Тайный год - Михаил Гиголашвили
Шрифт:
Интервал:
Закладка:
Иногда лежал, вытянувшись донельзя, сложив по-покойницки ладони на груди и представляя себе, каково это будет, когда откроется последняя смертная дорога – мерзкая, склизкая, бурая, в золе и кровавых пятнах, с гниющими обочь трупами зверей. По ней телепается без возницы колымага о двух клячах, а он идёт за ней, хоть и не хочет идти, словно привязан без вервия. Не сбежать, не упрятаться. Крепкая сила ведёт в последний путь…
…А вот он уже на псарне, где мальчишкой часто прятался по невзгодным дням от злыдней-бояр. На псарне – крепкая, с ног сшибающая обвонь; чадят факелы, в тёплых закутах лежат щенные суки; в конурах ярятся кобели; гавкает молодняк из общего загона; где-то гремят вёдрами кормщики, а два псаря на дубовой колоде рубят чёрным щенкам-мордашам уши и хвосты.

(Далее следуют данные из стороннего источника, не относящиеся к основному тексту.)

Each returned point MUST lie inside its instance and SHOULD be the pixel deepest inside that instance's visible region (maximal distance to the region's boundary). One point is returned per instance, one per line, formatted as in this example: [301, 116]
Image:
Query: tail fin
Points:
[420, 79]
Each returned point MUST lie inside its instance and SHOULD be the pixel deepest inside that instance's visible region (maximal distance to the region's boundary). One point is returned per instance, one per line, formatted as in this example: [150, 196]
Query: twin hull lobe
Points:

Вначале псари не замечали, кто это к ним таскается, потом стали косо перешёптываться при его приходе (бояре запретили приваживать сироту царевича), затем слепилась драка с одним наглым псаришкой – тот попытался сорвать с царевича золотой крестик, получил за это свинчаткой по пальцам, поднял дикий ор, набежали взрослые, погнались, камни кидали в спину, но он, Иван, успел скрыться и больше на псарню не ходил, месть затаив. А когда начали с Малютой, Клопом, покойным Тишатой и другими буслаями озоровать по-серьёзному, то и на псарню наведались: псарей избили цепями до неузнаваемости, а псаришке, кто камни кидал, на одной руке все пальцы по одному поотрубали – пусть все знают, каково будет тем, кто будущему царю боль причинять вздумает! Сиди теперь в куте да пестуй муде беспалой лапой, лопух безродный!
А когда подрос – к дворовым девкам повадился. Те его привечали за высокий рост, чёрные глаза и толстый мехирь и прикармливали, когда он, вечно голодный, к ним являлся. И смеялись, и щекотали, и давали сиськи тугие трогать, и иное меж лядвей показывали, шутя прибаутками: «Вот мои вкусняшки – ляжки да голяшки! Поищи-ка, дружка, чего найдёшь – полушка!» А он – что? Он и рад: заберётся к ним и давай какую-нибудь молодку в углах тискать и лапать и елдан куда ни попадя ховать – до бурного испускания похоти.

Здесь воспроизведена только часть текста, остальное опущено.